Even with all of the tools I have at my disposal, I could not shake how I felt. That lasted for three days until finally, instead of replaying the events in my mind and continuing to think all of those painful thoughts...I just let myself FEEL it.
I closed my eyes and scanned my body with my awareness. I found pockets of pain in different areas of my body and I started breathing into each one. As I did, the pain would lessen some. It helped, but it was not enough to really shake me out of this.
I prayed, asked God for an answer and then went back to my meditation. In a meditation last night just before I went to bed, God gave me a different method. I was reminded that "no two things can occupy the same space at the same time."
So what I realized is that feelings of sadness and hurt occupied space within me and if I wanted to change that, I had to allow Love into those places.
I imagined myself surrounded by the Light and Love of God. Then I saw myself taking in a breath and seeing this Light come within me.

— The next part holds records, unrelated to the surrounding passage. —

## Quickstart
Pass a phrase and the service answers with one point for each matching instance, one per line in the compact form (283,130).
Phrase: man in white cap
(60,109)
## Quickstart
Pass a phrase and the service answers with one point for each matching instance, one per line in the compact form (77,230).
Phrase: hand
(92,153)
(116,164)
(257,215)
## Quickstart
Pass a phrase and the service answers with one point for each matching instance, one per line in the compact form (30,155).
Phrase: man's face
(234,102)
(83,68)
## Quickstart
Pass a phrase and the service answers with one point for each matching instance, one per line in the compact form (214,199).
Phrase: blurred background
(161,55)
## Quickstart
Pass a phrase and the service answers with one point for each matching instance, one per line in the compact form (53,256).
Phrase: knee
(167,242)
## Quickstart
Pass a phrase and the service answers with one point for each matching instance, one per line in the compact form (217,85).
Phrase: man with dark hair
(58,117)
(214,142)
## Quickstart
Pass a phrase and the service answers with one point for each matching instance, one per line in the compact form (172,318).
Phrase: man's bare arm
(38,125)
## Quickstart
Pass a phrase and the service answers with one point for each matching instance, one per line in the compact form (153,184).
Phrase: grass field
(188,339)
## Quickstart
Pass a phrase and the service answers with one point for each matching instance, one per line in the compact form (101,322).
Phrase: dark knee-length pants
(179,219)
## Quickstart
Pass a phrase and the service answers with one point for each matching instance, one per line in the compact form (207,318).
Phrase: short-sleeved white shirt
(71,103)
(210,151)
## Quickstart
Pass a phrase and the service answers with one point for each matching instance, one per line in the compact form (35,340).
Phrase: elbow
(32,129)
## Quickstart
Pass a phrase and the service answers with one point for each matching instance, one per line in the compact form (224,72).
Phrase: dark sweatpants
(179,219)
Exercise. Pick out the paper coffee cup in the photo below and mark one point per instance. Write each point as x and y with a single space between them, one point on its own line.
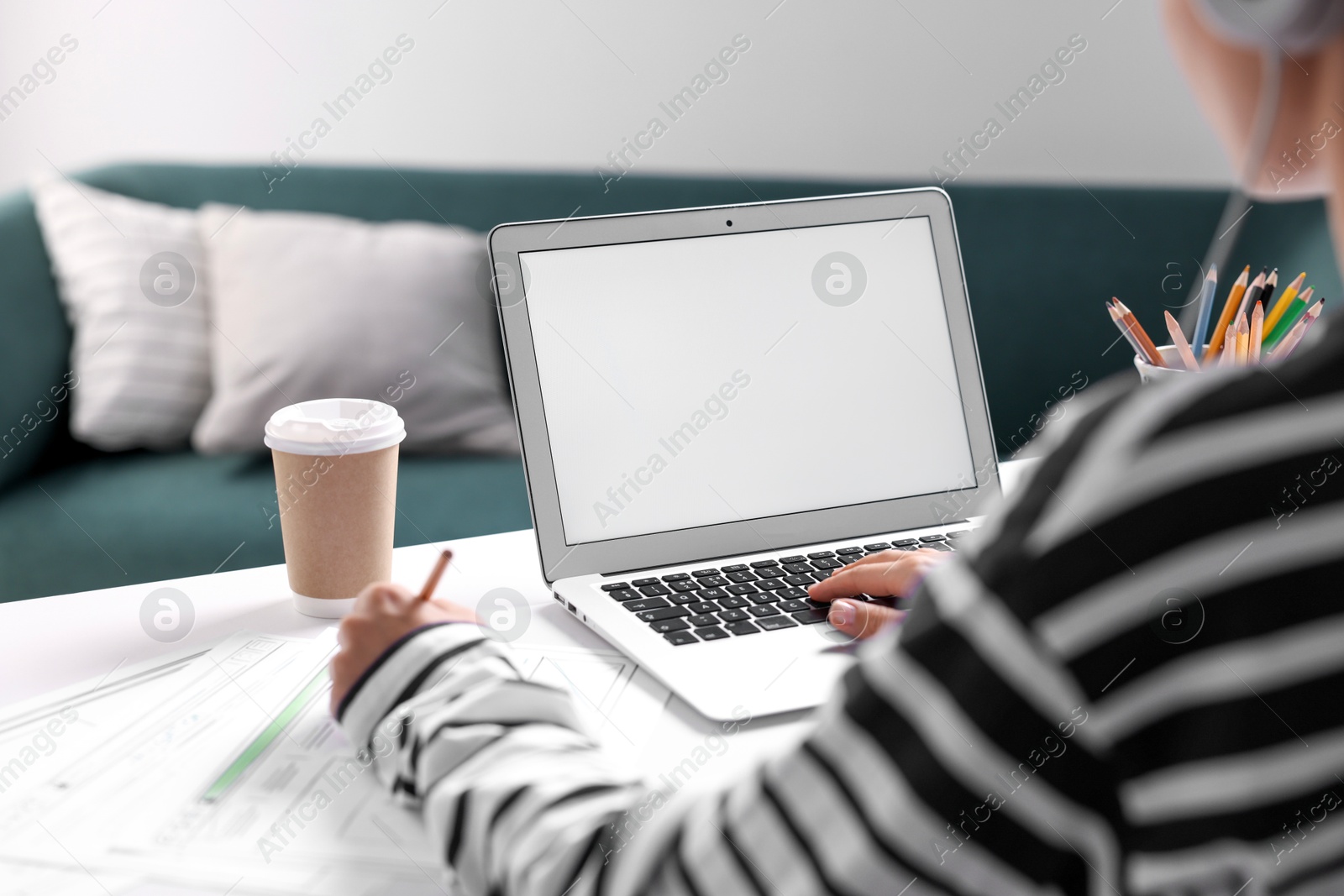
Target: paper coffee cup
336 486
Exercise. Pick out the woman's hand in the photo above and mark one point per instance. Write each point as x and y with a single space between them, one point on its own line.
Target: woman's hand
382 614
887 574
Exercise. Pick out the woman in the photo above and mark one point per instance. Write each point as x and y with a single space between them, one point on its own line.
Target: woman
1110 691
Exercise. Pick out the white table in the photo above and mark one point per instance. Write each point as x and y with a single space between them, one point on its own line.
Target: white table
58 641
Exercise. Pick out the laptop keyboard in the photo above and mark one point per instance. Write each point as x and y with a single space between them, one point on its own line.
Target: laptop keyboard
717 604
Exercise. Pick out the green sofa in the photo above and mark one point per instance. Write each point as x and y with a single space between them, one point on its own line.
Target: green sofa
1039 261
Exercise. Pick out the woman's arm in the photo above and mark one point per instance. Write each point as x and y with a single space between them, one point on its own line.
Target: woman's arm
1226 81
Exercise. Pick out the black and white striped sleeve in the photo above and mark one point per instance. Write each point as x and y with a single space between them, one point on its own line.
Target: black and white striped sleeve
1032 730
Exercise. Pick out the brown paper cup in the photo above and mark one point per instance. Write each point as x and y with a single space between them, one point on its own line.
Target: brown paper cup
338 499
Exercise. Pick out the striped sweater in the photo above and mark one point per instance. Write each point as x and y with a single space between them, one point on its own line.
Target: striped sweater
1129 683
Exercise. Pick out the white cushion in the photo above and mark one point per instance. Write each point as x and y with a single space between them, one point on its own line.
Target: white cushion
128 277
308 307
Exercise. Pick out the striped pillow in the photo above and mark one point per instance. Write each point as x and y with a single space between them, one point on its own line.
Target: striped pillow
129 275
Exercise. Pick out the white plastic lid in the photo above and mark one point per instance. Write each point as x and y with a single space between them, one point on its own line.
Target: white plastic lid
335 426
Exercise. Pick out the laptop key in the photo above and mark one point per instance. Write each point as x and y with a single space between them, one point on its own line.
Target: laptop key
665 613
645 604
810 617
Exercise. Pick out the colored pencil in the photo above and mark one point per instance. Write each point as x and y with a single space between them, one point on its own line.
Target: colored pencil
1229 355
1187 356
1292 316
1284 301
1117 318
1206 307
1294 336
1270 285
1252 295
1257 333
1155 358
1234 300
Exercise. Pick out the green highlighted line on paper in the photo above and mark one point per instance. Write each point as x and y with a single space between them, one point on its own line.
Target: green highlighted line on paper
260 745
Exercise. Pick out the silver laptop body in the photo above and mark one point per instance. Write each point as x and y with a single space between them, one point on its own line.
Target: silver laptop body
718 406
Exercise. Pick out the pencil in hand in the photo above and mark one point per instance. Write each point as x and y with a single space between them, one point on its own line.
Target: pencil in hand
436 574
1187 356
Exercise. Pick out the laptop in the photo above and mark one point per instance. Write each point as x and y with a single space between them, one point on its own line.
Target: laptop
721 406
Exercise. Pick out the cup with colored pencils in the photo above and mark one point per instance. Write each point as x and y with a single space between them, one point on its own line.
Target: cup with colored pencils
1253 327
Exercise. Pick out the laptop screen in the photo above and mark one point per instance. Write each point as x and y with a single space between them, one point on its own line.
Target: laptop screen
712 379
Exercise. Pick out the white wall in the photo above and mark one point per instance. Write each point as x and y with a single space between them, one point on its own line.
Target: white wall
839 87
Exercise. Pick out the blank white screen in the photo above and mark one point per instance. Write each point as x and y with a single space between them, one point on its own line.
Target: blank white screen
640 345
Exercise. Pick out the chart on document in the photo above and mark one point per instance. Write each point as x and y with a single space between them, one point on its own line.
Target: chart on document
225 768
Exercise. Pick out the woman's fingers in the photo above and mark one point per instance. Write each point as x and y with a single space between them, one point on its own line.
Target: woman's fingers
862 620
886 574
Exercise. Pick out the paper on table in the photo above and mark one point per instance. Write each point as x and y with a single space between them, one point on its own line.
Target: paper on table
226 770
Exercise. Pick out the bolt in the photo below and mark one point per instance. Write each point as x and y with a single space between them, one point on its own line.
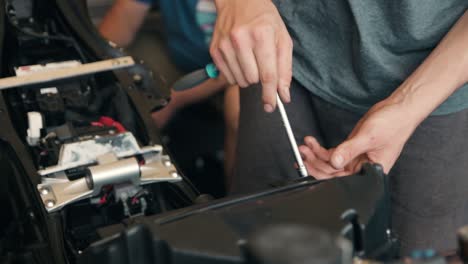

In seeing this, I saw the Light that was already within me and then watched that light start to grow. I felt for those areas that still felt painful and sent light to those areas. I felt myself start to Love those areas...to feel Love there.
I imagined myself in that hospital bed and instead of seeing myself as alone, I imagined myself surrounded by angels.
I took myself back to the other painful areas in my life and saw my guardian angel always there with me and suddenly I felt comforted.
I realized that what I really needed in all of those situations wasn't necessarily a parent's touch or presence. What I needed was to feel safe...and loved.
I realized that my parents gave me what they had to give and while I may never understand the reason that they could not come and see me while I was in that hospital, I realized there was a greater reason for me.
Perhaps if they had, I would have continued to depend on them for my feelings of safety and security. By them not showing up, I started a path to seek it elsewhere. I started to look to God to provide what I needed.
Over the years, I had allowed little bits of God within me...as much as I felt I deserved. But in unearthing this belief, I realized that I deserved so much more than I had ever allowed.
I realized I deserved Love and that God had always been with me in each of my darkest moments.
In learning to turn to God in my "dark night of the soul," I offer hope to others.
There is safety and security waiting for you. There is the Love you seek waiting for you.
But I have learned that God will not choose it for me. He allows me to make that choice for myself.
I am still allowing God into these dark areas that I have kept hidden away for so long. Fortunately, I also have tools that I am using to help me create different thoughts and beliefs to replace the ones that no longer work for me.
But in what I learned this week, I offer hope to those of you who may be struggling with depression. There is Hope and you do not have to be on a pill for the rest of your lives.
You can learn to replace your sadness with Peace and your pain with Love.
For as I have learned this week. Love truly does heal ALL.